Small swing, big sweep

Published : May 26, 2001 00:00 IST

An unpopular government costs the Left Democratic Front this round of Assembly elections.

THE extent of the Congress(I)-led United Democratic Front's (UDF) sweep in Kerala was so great that it is hard to believe that it was caused by a small swing in voter preference in percentage terms. A shift of a little over 3 per cent of the votes from the ruling Left Democratic Front (LDF) resulted in the biggest victory for any Front in Kerala in the last two decades. In any other State, such a tiny loss of vote for the ruling party would have been considered something of an achievement for it. But Kerala is different. The votes are highly polarised and the two alliances evenly matched. More than 10 seats changed hands with the swing of a mere 1 per cent of the votes. In the 1996 Assembly elections, the LDF won with a lead of just 1 per cent of the vote-share over the UDF. This time the UDF has a lead of a little over 5 per cent. Thus a change of 6 per cent, or a 'swing' of 3 per cent, caused a big wave.

This swing had a staggering effect, giving the UDF 99 seats (actually 100, if one adds the lone independent winner, a Congress(I) rebel, who is sure to return 'home') in a 140-member House. The UDF retained all but five of the 59 seats it had won last time. But the LDF lost 35 of its 80 seats to the UDF.

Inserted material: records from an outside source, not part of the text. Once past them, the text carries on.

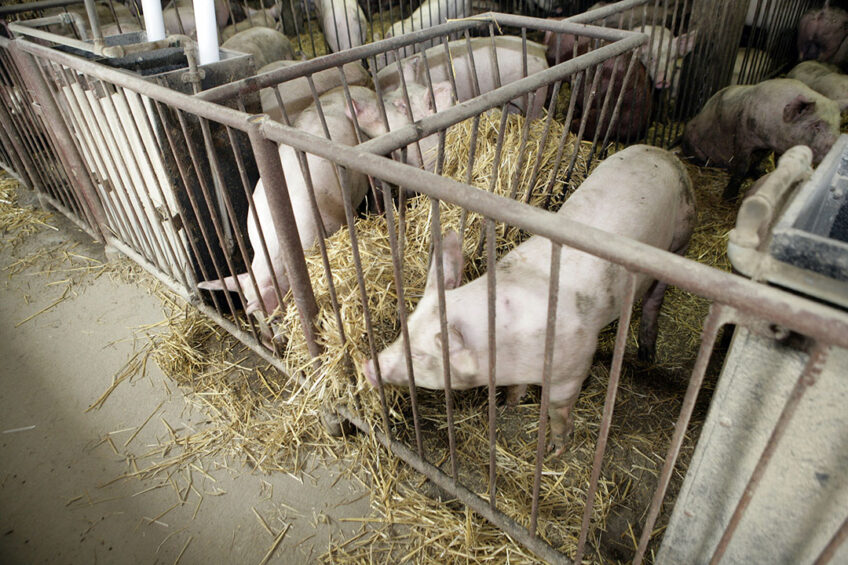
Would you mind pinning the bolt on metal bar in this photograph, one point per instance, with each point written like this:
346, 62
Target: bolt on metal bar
547, 369
833, 545
717, 317
807, 378
609, 405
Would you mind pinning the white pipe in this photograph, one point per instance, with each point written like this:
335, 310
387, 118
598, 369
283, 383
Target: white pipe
154, 24
207, 31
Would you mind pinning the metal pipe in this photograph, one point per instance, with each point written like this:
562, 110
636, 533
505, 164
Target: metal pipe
807, 378
467, 497
74, 164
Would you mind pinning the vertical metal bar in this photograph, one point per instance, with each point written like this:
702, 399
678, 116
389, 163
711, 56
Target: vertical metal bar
491, 287
713, 323
397, 269
609, 405
71, 157
833, 545
285, 228
550, 343
807, 378
443, 322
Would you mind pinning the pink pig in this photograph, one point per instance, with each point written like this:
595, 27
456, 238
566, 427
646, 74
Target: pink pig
643, 193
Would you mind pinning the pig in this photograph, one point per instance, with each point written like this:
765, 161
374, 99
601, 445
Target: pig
635, 109
265, 44
773, 115
179, 17
750, 59
423, 153
641, 192
296, 94
510, 61
823, 78
823, 36
663, 54
343, 23
328, 193
430, 13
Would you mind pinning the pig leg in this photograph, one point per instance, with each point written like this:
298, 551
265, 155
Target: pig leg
514, 394
562, 425
648, 325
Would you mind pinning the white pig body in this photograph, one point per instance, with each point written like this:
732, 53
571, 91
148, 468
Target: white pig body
265, 44
510, 68
343, 23
328, 194
296, 94
428, 14
643, 193
823, 78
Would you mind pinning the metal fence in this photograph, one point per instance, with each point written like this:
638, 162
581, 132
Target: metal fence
170, 179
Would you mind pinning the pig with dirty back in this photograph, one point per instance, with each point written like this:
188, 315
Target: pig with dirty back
643, 193
823, 78
773, 115
421, 154
823, 36
265, 44
329, 194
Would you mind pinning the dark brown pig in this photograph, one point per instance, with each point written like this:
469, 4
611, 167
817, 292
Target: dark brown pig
823, 36
634, 112
773, 115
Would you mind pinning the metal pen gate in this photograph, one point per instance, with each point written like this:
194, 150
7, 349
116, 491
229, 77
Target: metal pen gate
50, 76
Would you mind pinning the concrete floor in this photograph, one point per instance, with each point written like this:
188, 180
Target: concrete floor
59, 500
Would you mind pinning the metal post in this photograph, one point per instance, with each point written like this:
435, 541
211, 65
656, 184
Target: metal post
285, 228
73, 161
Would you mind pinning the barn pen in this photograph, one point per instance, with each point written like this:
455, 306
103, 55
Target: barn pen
167, 175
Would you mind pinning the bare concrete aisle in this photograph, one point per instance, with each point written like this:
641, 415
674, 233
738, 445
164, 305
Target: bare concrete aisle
59, 501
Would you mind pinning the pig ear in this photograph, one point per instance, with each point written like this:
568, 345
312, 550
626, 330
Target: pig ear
462, 360
686, 42
452, 263
799, 107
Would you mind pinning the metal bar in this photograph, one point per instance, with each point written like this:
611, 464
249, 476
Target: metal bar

The vote swing was evenly spread across the State, and the LDF lost seats in all districts except Kasaragod. It was in this northernmost district that the Bharatiya Janata Party had hoped to open its account. The party finished second in the Manjeshwaram constituency in this district in the last three Assembly elections. Its candidate, State president C.K. Padmanabhan, lost this time too. The BJP secured 5 per cent of the votes in the State, about half a percentage point less than what it got last time.

The UDF emerged a clear winner in all the three regions of the State. Malabar in the north, with a substantial population of Muslims, is the only region where the Left managed to retain its traditional strongholds (in Kannur and Kozhikode districts). The UDF once again swept Malappuram district, which has a numerically dominant Muslim population.

In the central region, the Left suffered heavy losses, including in Palakkad district, where it was traditionally strong, and Idukki district, which was emerging as its pocket of influence. Thrissur district swung completely in favour of the UDF. Similar was the case of Ernakulam district, considered a fortress of the UDF. In all, the UDF snatched 15 seats from the LDF in this region.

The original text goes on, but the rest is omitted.